Search engine optimization is the process of achieving top rankings in the search engines for a website’s most relevant search terms. The most relevant search terms are the phrases that people are most likely to type into a search engine when looking for what the website has to offer. These are the search terms that it is essential to rank highly for, and these are the search terms that search engine optimization targets.
Search engines that are populated by spiders or by submissions result in large databases that Web surfers query to find Web sites. When you visit Lycos, Yahoo!, AltaVista or another search engine and type in a keyword, you’re actually performing a database query.
To determine which document or Web site to return for a particular keyword search, each search engine must have its own method of ranking documents, the Web sites, within its directory. Most use a “probable relevance” scoring method.

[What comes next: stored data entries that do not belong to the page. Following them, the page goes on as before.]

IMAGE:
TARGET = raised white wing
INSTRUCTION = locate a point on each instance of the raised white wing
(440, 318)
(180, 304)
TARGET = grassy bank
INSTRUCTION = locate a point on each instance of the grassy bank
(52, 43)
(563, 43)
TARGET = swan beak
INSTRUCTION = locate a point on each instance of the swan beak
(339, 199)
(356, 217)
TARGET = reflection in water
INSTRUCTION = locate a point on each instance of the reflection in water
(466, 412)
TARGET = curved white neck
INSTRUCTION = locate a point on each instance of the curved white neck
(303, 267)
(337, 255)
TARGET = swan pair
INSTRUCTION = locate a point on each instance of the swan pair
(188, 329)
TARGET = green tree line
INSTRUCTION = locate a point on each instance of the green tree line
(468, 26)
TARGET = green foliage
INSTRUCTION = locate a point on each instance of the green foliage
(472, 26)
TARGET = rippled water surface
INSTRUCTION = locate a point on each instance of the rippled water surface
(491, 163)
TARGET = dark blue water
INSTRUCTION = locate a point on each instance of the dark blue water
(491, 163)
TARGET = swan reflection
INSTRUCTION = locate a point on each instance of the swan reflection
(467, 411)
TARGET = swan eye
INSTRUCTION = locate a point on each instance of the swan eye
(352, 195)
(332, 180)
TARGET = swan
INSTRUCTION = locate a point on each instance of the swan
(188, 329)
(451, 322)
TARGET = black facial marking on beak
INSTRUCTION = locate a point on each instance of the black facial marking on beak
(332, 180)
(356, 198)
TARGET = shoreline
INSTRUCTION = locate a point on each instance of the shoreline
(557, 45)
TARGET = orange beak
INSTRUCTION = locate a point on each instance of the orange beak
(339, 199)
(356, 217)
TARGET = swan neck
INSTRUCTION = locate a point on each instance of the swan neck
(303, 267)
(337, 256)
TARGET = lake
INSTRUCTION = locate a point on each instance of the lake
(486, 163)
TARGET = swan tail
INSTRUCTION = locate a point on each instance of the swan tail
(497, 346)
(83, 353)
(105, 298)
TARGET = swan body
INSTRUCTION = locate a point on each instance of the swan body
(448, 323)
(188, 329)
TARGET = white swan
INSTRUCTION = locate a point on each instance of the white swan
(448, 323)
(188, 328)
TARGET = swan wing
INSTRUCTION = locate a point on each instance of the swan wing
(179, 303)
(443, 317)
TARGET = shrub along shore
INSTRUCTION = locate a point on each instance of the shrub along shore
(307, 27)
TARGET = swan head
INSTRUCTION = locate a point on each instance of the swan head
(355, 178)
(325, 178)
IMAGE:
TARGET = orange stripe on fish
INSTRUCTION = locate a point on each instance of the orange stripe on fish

How Search Engines Rank Web Pages: From time to time, search engines change their scoring systems and stop rewarding certain techniques that gave you an advantage just days before.
Important Note:
This report contains the best tips and techniques at time of publication. Some techniques will stop working if a search engine changes its relevancy scoring system, which is bound to happen. Updates will be made to this report as we become aware of changes.
Here are a few of the important ones:
- Your title tag should hold keywords that meaningfully describe your page. Note that this “title” refers to the one in the <head> section of your document, not the one displayed in your browser window.
- The description meta tag, that is, a tag like <meta name=”description” content=”..etc..”>, is used as the description of your site in AltaVista’s listings, and may “also influence the ranking of your page for specific search terms”. This means, presumably, that if someone searches for a particular keyword, and it appears in your description and title tags, AltaVista will accord that page a higher rank than if it did not occur there.
- The proximity of one keyword to another, and their keyword density is important to AltaVista. This probably means that if someone searches for “search engine optimization” and your page has many instances of those three words in sequence, your page is considered more relevant than another page with those three individual words scattered all over the page.
- Although not mentioned in the current version of their FAQ, it is usually held among webmasters that links to your site containing the keyword that the visitor is searching for improve your site’s ranking on AltaVista. For example, if a visitor is searching for “CGI scripts” and there are many links to your site with those words in the anchor text, your site will be ranked higher.